-Email Thomas Rasmussen
Just three months after filing its initial IPO paperwork, OpenTable set the terms of its $46m offering last week. At the high point of the $12-14 range for its shares, the company would sport a valuation just shy of $300m, or about 6x trailing 12-month (TTM) revenue and 50x TTM EBITDA. For the past three years, OpenTable has grown revenue at a compound annual rate of about 43%. Despite skepticism about the IPO market and OpenTable’s prospects during a period when its primary customers (restaurants) are struggling, the online restaurant reservations service should debut on the Nasdaq under the ticker ‘OPEN’ in the next week or two. OpenTable’s offering comes as Solarwinds is also slated to go public, after its prospectus aged for more than a year.
OpenTable has not disclosed how it will allocate the funds that it will raise in its offering. However, we believe it might be gearing up to make its first foray into M&A. One indication: the presence of Allen & Co as one of OpenTable’s four underwriters. Sure it had a hand in Google’s IPO, but Allen & Co is certainly known more as a media banker than a tech underwriter. OpenTable’s offering is being led by Merrill Lynch, with ThinkEquity and Stifel Nicolaus also on the ticket.
If OpenTable were to shop, we suspect it could well look to bolster its international operations.

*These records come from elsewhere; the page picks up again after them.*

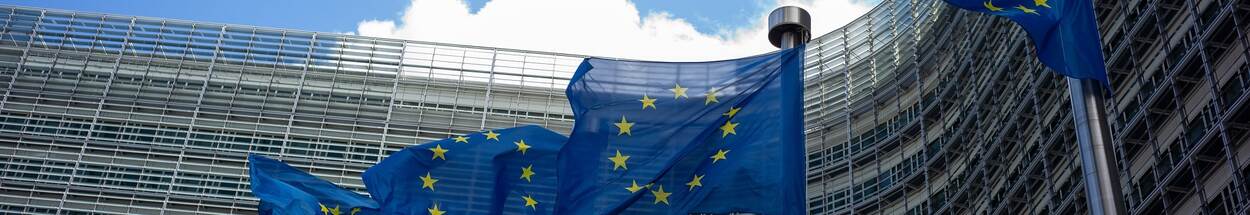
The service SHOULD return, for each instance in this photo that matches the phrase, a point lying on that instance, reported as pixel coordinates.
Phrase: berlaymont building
(915, 108)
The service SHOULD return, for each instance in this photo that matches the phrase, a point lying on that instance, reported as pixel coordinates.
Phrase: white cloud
(599, 28)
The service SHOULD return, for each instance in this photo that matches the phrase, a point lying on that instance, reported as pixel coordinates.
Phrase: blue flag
(283, 189)
(1064, 33)
(496, 171)
(680, 138)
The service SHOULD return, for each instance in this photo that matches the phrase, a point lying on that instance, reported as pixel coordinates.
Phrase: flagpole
(789, 26)
(1099, 169)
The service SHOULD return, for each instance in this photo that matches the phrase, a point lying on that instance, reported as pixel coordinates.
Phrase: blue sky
(343, 15)
(668, 30)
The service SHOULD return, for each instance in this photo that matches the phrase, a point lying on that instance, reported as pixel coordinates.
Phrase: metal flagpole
(1094, 140)
(789, 26)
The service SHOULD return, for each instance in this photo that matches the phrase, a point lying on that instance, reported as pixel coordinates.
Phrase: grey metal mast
(1099, 169)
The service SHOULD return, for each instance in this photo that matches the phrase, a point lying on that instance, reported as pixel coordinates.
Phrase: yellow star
(660, 195)
(619, 160)
(696, 181)
(731, 111)
(439, 153)
(711, 98)
(648, 101)
(678, 91)
(728, 129)
(428, 181)
(521, 146)
(991, 8)
(1026, 10)
(624, 126)
(529, 201)
(634, 186)
(720, 155)
(491, 135)
(526, 173)
(335, 210)
(435, 210)
(1040, 3)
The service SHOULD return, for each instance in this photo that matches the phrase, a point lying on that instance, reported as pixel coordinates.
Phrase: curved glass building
(915, 108)
(919, 108)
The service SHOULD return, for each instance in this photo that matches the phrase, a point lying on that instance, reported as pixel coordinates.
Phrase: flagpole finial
(789, 26)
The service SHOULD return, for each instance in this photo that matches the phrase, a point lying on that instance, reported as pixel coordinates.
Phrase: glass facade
(918, 108)
(131, 115)
(915, 108)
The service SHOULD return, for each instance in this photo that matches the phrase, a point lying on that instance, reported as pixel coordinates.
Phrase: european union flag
(283, 189)
(679, 138)
(496, 171)
(1064, 33)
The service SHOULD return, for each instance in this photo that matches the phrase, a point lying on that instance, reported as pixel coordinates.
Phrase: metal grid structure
(918, 108)
(914, 108)
(133, 115)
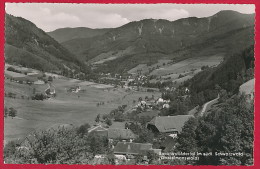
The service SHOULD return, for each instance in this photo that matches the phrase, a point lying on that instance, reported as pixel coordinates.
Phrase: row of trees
(61, 146)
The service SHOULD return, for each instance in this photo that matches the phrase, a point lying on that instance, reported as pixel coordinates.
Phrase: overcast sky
(50, 16)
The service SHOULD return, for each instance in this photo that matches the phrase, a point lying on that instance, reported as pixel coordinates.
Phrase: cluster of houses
(123, 140)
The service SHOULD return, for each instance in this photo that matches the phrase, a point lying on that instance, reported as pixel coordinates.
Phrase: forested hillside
(29, 46)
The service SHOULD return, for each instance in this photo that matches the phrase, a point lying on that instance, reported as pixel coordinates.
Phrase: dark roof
(124, 134)
(170, 123)
(132, 148)
(151, 114)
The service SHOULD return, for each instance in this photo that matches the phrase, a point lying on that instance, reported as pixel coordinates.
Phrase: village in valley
(150, 92)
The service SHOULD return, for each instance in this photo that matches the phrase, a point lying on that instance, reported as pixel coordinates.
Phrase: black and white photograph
(129, 84)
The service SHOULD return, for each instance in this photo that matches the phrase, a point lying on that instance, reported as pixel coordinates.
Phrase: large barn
(168, 124)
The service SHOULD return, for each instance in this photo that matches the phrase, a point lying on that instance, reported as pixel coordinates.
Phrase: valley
(65, 108)
(124, 95)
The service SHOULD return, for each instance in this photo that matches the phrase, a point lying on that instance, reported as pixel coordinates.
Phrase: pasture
(65, 108)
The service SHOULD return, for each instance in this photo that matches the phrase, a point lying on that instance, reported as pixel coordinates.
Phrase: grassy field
(66, 108)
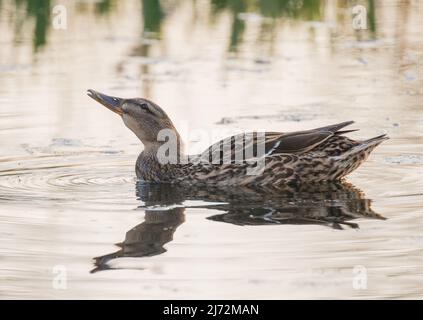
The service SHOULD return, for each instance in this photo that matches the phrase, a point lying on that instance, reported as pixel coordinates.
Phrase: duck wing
(228, 149)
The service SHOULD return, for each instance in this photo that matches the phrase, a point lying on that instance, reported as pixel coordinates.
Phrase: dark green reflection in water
(38, 10)
(104, 6)
(152, 14)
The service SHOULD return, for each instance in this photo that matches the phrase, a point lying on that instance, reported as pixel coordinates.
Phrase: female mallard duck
(259, 158)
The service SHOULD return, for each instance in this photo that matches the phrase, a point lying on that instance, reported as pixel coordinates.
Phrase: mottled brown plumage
(256, 158)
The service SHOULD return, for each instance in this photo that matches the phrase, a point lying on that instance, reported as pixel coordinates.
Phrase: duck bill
(112, 103)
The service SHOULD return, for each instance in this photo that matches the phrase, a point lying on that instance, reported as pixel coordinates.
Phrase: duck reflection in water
(333, 205)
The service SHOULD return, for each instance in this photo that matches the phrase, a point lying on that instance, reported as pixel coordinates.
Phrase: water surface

Since 2004, the San Francisco-based company has sunk millions of dollars into expanding outside the US, but has little to show for it. Its international business, which is burning money, accounts for just 5% of total sales. (The vendor recently pulled out of Germany and France.) We see a parallel between what OpenTable has run into in its unsuccessful international expansion and the early woes that its rich Web services cousin eBay experienced in trying to translate its business outside of its home market. After struggling to address foreign markets by just expanding its existing online auction service, eBay has been picking up local foreign sites that fit the nuances of business and culture in those markets. Ebay has spent billions of dollars lately buying its way into foreign markets.